In December 2016, Health and Human Services released the National Tribal Behavioral Health Agenda. According to the report, it is the first tribal-federal agenda made in response to requests from tribal leaders for "improved collaboration with federal agencies who hold responsibility for addressing and/or responding to the impacts of mental and substance use disorders."

The agenda was made in cooperation with tribes and their members and in collaboration with the National Indian Health Board.

It also includes a section known as the American Indian and Alaska Native Cultural Wisdom Declaration, which acknowledges the importance of traditional knowledge and practice to tribal community health.

Land issues and land rights are a focus of the report, which notes that the recent administration has worked to make it easier for tribes to take land into trust, something the state is divided over with regard to its own lands.

The report also notes the U.S. Fish and Wildlife Service Native American Policy update, meant to revise the ways in which tribes are able to work with the service on public lands.

"Additionally, the Alaska Region of the USFWS is developing a companion step-down policy for its many unique mandates and relationship to Alaska Native people," the report states.

The report acknowledges there is still work to be done to develop government-to-government relationships with tribes across the country, including within Alaska.

"... When tribal nations and the federal government work together in a true spirit of nation-to-nation cooperation, a momentous level of progress is achievable," the report notes.
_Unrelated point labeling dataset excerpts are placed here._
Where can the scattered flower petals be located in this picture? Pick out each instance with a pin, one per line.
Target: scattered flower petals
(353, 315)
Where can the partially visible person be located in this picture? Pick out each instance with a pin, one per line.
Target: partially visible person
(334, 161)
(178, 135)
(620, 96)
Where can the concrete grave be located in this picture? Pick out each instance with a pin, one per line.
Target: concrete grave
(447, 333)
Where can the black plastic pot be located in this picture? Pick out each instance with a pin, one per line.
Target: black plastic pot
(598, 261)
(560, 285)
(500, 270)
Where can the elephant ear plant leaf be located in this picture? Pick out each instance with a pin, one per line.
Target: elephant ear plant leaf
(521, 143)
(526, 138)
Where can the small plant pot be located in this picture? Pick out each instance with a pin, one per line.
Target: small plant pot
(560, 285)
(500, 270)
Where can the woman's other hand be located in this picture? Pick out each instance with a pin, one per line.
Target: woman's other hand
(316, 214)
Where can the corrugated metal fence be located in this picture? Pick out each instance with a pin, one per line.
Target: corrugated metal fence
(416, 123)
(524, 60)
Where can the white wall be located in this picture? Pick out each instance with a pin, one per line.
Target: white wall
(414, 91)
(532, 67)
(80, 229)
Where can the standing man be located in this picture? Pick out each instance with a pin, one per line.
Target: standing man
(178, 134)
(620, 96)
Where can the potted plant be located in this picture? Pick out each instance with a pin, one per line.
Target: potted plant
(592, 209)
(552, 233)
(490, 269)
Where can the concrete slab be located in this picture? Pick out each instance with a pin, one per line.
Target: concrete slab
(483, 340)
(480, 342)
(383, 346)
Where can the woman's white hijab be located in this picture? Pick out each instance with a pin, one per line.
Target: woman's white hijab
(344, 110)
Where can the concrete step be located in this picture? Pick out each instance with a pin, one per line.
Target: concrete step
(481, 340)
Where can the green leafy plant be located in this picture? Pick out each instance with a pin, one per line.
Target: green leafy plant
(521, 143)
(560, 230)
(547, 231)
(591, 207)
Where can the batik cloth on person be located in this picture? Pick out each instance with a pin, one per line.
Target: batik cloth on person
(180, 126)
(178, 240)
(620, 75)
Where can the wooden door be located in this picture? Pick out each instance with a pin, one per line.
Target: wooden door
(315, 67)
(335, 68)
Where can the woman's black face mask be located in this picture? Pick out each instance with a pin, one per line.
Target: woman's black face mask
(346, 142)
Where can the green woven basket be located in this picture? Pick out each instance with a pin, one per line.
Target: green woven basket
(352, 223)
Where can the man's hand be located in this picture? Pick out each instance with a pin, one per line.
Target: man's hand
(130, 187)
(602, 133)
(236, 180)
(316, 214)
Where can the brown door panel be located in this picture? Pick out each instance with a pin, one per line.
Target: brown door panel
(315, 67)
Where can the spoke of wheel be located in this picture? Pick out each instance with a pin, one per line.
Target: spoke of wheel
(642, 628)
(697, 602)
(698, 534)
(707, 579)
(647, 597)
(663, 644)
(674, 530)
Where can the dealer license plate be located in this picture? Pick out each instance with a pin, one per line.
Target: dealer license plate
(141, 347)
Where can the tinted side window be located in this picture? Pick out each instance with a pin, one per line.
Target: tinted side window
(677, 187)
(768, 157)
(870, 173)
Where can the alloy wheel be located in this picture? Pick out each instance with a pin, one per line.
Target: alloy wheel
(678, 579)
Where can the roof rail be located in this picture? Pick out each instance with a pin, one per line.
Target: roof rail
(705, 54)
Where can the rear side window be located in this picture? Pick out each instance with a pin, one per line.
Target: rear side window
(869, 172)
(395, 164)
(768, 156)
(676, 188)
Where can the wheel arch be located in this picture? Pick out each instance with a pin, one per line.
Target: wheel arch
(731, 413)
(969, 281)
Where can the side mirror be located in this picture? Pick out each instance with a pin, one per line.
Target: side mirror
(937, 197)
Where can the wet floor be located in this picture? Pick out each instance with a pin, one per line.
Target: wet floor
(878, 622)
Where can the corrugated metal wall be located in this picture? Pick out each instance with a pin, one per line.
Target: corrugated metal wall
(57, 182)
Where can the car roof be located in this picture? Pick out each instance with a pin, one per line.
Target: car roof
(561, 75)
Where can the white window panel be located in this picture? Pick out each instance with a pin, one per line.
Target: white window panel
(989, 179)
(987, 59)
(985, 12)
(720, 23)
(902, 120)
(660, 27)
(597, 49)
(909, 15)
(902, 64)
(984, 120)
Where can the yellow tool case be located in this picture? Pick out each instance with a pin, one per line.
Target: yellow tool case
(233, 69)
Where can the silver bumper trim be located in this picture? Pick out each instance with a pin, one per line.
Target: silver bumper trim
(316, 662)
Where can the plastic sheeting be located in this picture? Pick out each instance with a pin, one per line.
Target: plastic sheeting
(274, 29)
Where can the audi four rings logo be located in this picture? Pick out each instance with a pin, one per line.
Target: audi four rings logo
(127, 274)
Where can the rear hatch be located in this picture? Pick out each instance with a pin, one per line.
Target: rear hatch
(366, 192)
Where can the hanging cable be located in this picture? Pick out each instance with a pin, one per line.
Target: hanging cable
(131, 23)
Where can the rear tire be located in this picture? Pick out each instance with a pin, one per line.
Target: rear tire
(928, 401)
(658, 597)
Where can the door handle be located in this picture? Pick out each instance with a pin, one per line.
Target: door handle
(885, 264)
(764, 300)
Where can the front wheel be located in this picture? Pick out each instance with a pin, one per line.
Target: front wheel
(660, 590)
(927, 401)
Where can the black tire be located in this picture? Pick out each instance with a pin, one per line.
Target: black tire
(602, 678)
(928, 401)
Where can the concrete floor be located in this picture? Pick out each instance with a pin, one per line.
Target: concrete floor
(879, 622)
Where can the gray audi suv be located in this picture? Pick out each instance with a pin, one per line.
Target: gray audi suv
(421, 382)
For residents of the Arctic, the Obama administration leaves behind a complex and complicated legacy, from the president's visit to Kotzebue in 2015 to the U.S. chairmanship of the Arctic Council to the protections for lands, waters, and wildlife that have stirred up emotions on both sides of the aisle. With the administration of President-elect Donald Trump gearing up to take office later this month, the region is now waiting to see what lies ahead.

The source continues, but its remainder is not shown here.